I have this problem I'm working on:
Problem: Suppose $f: I \subset \mathbb{R} \rightarrow \mathbb{R}$ is a function that is differentiable at least twice on the interval $I$. Suppose that $f''(x) \geq 0$ for all $x \in I$.
Prove that for all $a \in I$ and all $x \in I$ we have that $$ f(x) \geq f(a) + f'(a) (x-a). $$
Attempt: I was trying to use Mean value theorem of Lagrange and Taylor to prove this. But we probably will need the continuity of $f''$ aswell. Let $a \in I$ be arbitrary, and consider the interval $[a, x]$. Then Lagrange says there exists a $c \in ]a, x[$ such that $$ \frac{ f(x) - f(a)}{ x-a} = f'(c). $$ Now, I was trying to expand $f(x)$ in Taylor polynomials, but I'm not sure what to do with the Lagrange remainder, and/or if I should include it at all.
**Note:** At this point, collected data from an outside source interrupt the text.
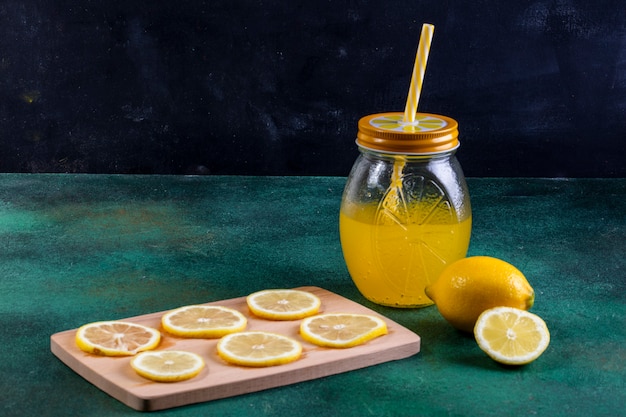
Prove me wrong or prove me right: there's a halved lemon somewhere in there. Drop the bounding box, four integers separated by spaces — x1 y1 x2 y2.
75 321 161 356
300 313 388 348
161 305 247 338
130 350 205 382
246 289 321 320
216 331 302 367
474 306 550 365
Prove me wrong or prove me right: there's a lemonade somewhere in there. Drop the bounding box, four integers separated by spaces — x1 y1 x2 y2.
341 111 471 307
340 204 471 307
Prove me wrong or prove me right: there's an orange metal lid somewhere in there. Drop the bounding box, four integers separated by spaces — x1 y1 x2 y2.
356 112 459 154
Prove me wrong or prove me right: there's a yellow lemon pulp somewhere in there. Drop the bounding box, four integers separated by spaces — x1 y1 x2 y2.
246 289 321 320
130 350 205 382
425 256 535 332
216 331 302 367
474 307 550 365
75 321 161 356
161 305 247 338
299 313 388 348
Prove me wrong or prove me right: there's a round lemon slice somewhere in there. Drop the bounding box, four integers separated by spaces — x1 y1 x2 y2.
216 331 302 367
474 306 550 365
75 321 161 356
300 313 388 348
161 305 247 338
131 350 205 382
246 289 321 320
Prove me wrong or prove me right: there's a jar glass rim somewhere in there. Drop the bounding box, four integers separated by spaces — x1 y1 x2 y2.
355 140 460 157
Any help/advice is appreciated!
Solution 1
If $f''(x)\geq 0$ for all $x$, then $f$ is convexe, and thus $f$ is over it's tangent everywhere, i.e. $$\forall a,x\in\mathbb R, f(x)\geq f(a)+f'(a)(x-a).$$ The claim follow.
Solution 2
Since $f''(x)\geq 0$ for all $x$, there is $\theta\in ]0,1[$ s.t. $$f(x)=f(a)+f'(a)(x-a)+\underbrace{\frac{f''((1-\theta)x+\theta a)}{2!}(x-a)^2}_{\geq 0}\geq f(a)+f'(a)(x-a),$$ what also prove the claim.
Solution 3
Since $f''(x)\geq 0$ for all $x$, the function $f'$ is increasing. In particular, you can show that for all $y<a<x$ $$\frac{f(a)-f(y)}{a-y}\leq \frac{f(x)-f(a)}{x-a}.$$ If you let first $y\to a^-$, you'll get one part of the result. Then, if you let $x\to a^+$, you'll get the complete result.